Commentary by Michael Abraham:

Education is definitely necessary but why oh why doesn’t  the FSA, rather than keep complaining and acting like spoiled head teachers, actually do something and insist that all IFAs take extra courses on products such as Life Settlements and furthermore ensure that they must pass the relevant exams in order to retain their licence.  It is so simple and if only the Life Assurance Association and Sir Mark Weinberg had been listened to in the early 80s licensing and continuing education  would have become mandatory and many errors and frauds avoided.

Published on 11 Jan 2011

Life Partners Releases Earnings

Life Partners Holdings Inc. ended its latest fiscal quarter with lower profits but more cash.

Life Partners, Waco, Texas (Nasdaq GS:LPHI), is reporting $7.1 million in net income for the quarter ending Nov. 30, 2010, on $26 million in revenue, compared with $8.4 million in net income on $31 million in revenue for the comparable period in 2009.

The amount of cash on hand increased to $28 million, from $23 million, and total current assets increased to $47 million, from $42 million.

“While revenues for this quarter were somewhat lower than expected, our balance sheet grew stronger, and investor interest in life settlements remains consistent,” says Life Partners Chief Executive Brian Pardo.

- Trevor Thomas

Source: Life and Health Insurance News

Commentary by Michael Abraham:

Let’s hope their financial success will be mirrored in their dealings with the SEC. We cannot do with another scandal!

Published on 13 Dec 2010

Guilty Plea In $100 Million Financial Fraud Involving Life Settlements

Submitted by Steven Meyerowitz on Fri, 10/22/2010 – 11:13am

A life settlement is an investment in which a person sells his or her life insurance policy for a cash payment, which is a percentage of the policy’s face value or death benefit. When they work properly, these transactions can provide needed cash to the insured, and a profit to an investor. They don’t always work properly. Consider the case of Eric M. Kurz.

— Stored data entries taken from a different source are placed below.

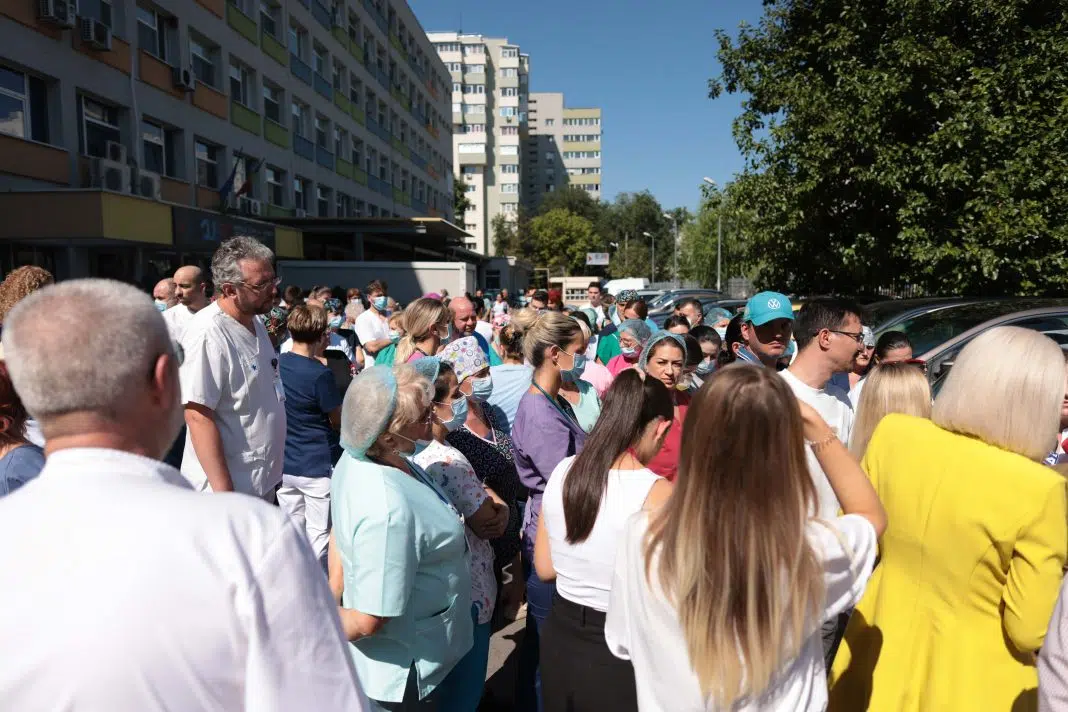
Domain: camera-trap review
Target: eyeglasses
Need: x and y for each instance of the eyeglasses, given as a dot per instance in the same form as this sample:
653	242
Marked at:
859	336
260	287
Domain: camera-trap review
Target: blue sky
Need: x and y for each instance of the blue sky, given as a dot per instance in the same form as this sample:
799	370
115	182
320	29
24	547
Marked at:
646	64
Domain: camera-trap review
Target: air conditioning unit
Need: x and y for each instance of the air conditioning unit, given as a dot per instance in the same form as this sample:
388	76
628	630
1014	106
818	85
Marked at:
95	33
183	78
60	13
109	175
147	185
115	152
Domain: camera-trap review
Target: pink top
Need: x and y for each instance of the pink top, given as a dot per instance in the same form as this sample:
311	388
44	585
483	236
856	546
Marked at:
597	376
618	363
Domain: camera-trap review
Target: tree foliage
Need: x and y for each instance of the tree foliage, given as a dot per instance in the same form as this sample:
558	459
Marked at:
907	142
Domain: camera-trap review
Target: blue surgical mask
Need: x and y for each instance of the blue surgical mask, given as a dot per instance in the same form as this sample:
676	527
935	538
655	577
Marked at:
575	373
481	388
459	415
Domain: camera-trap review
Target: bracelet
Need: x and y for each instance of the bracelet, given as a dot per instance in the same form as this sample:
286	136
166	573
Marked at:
820	444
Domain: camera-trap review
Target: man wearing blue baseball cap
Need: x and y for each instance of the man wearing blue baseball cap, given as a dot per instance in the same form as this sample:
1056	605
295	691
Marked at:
767	326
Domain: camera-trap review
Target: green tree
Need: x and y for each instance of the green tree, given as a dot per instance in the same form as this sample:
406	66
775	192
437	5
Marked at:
895	141
460	203
561	239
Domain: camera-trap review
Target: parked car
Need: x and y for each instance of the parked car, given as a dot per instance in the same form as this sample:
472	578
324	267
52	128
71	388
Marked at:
1050	320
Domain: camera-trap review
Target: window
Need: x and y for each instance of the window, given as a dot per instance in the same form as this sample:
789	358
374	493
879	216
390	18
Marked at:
203	61
299	119
99	126
298	42
322	130
240	83
323	200
24	106
159	147
276	186
207	164
269	17
300	189
319	60
151	32
272	101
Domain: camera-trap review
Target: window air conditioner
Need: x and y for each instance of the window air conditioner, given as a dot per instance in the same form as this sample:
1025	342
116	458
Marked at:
147	185
95	34
60	13
115	152
109	175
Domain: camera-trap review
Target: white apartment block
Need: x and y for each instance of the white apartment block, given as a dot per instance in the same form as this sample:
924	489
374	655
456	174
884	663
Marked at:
490	83
563	147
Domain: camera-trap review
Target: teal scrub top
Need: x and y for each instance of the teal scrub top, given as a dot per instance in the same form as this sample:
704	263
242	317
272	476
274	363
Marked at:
405	558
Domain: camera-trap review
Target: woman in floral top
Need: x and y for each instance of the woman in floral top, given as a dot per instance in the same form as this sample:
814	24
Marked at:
486	518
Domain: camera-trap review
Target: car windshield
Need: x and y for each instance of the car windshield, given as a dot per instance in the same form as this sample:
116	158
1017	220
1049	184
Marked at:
929	330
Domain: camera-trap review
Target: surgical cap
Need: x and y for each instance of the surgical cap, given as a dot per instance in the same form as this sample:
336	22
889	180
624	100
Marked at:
638	329
367	408
649	345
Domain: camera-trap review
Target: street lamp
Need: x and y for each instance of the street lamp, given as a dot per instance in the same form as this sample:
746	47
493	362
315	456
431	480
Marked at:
653	257
675	257
719	238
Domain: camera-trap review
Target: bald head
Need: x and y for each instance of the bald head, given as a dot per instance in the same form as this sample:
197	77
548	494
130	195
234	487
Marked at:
165	293
190	287
464	317
124	370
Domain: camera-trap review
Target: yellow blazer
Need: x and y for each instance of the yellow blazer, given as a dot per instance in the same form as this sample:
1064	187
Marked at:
971	566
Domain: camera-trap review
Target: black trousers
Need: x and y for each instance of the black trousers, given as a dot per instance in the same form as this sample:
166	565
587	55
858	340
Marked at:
578	670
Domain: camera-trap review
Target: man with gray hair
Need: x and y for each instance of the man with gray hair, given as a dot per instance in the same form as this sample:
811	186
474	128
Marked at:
134	592
231	385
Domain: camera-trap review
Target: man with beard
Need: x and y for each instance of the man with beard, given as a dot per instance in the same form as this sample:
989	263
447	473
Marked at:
231	386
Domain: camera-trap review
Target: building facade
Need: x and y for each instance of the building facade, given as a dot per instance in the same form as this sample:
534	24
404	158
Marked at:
563	147
490	80
231	111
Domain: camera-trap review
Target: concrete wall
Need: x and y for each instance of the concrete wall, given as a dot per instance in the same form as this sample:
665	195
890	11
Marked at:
407	281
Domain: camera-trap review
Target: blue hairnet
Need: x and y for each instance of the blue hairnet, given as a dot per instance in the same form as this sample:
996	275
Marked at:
649	345
639	329
427	366
367	409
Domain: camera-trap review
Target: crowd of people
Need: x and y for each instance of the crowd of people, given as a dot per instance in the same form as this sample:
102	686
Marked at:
769	511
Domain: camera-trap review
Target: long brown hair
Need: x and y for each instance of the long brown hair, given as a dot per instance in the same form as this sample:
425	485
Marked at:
729	547
630	405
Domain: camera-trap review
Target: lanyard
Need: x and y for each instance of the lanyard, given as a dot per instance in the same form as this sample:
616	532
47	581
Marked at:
556	405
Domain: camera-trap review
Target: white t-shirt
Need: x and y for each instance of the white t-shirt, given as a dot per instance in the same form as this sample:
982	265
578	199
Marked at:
336	344
642	625
584	570
371	327
176	319
234	373
832	402
195	602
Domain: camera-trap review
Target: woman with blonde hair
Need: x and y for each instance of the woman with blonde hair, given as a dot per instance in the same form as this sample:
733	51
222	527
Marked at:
892	388
972	562
424	321
719	596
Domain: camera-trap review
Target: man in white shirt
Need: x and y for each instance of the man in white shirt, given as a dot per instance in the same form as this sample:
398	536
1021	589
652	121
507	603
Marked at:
373	326
829	337
231	386
190	289
154	597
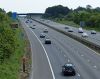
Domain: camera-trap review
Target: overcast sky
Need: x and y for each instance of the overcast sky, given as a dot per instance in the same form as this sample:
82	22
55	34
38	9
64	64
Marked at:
39	6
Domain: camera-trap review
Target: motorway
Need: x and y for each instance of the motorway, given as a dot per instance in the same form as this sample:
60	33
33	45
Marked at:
47	60
92	37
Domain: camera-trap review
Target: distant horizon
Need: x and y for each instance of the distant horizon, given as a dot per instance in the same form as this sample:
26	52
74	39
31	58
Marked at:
39	6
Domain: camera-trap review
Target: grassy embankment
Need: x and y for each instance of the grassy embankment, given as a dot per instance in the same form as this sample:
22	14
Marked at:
11	68
71	23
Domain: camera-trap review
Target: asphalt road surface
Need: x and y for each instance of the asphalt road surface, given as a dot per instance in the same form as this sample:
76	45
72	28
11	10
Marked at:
95	38
62	50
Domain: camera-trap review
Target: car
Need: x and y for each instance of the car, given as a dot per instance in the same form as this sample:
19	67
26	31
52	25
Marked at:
84	35
32	27
42	35
26	21
93	32
47	41
68	70
45	30
80	30
30	21
70	30
66	27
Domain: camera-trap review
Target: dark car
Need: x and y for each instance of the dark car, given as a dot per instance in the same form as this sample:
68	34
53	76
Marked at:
47	41
68	70
42	35
93	32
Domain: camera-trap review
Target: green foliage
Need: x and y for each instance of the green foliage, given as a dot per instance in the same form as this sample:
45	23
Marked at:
56	11
7	37
90	16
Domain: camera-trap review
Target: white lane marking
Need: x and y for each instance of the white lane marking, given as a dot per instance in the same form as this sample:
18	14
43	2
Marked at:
92	50
45	53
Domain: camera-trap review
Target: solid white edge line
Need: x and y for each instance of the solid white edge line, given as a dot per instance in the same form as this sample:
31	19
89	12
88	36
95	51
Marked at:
45	53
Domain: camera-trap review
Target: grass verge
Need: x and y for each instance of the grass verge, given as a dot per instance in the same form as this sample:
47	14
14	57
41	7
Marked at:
10	69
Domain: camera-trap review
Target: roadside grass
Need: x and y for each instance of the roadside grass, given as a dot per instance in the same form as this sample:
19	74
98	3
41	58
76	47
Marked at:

Kurz has just pleaded guilty to conspiracy to commit mail fraud and money laundering in conjunction with his actions as a wholesaler of investment products for A&O, a group of businesses that acquired and marketed life settlements to investors.
 
Three principals of A&O were charged last month in an 18 count indictment for their alleged roles in the scheme. They are awaiting trial.
 
According to the government, A&O was founded in November 2004, and obtained life settlements from a wholesale life settlement company, then marketed and sold whole and partial interests in those life settlements to investors. In the statement of facts filed with his plea agreement, Kurz admitted that from September 2005 to November 2007, he was affiliated with A&O, creating marketing materials for A&O’s sales agents to distribute to potential investors. He also admitted that with his co-conspirators, he published information on an A&O website. Kurz knew that the website and marketing materials contained specific misrepresentations about A&O’s management and past success. According to the statement of facts, A&O obtained approximately $100 million from investors in 38 states and in Canada from 2005 to January 2008, based on the material misrepresentations and omission by Kurz and his co-conspirators.
 
Kurz pleaded guilty before U.S. Magistrate Judge M. Hannah Lauck to a one count criminal information alleging conspiracy to commit mail fraud and money laundering. At sentencing, he faces a maximum penalty of five years in prison and a $250,000 fine.

 

Commentary by Michael Abraham:

Fraud is an unacceptable aspect of most, if not all, emerging businesses.  The unscrupulous will take advantage of the lack of knowledge of the public and the regulators. How bad was this misrepresentation, did it actually affect the purchaser? Without reviewing the case papers it is difficult to say.  But what will be interesting to see will be the severity of the sentence, this will surely indicate the seriousness of the transgressions.  I await the release of that information with interest.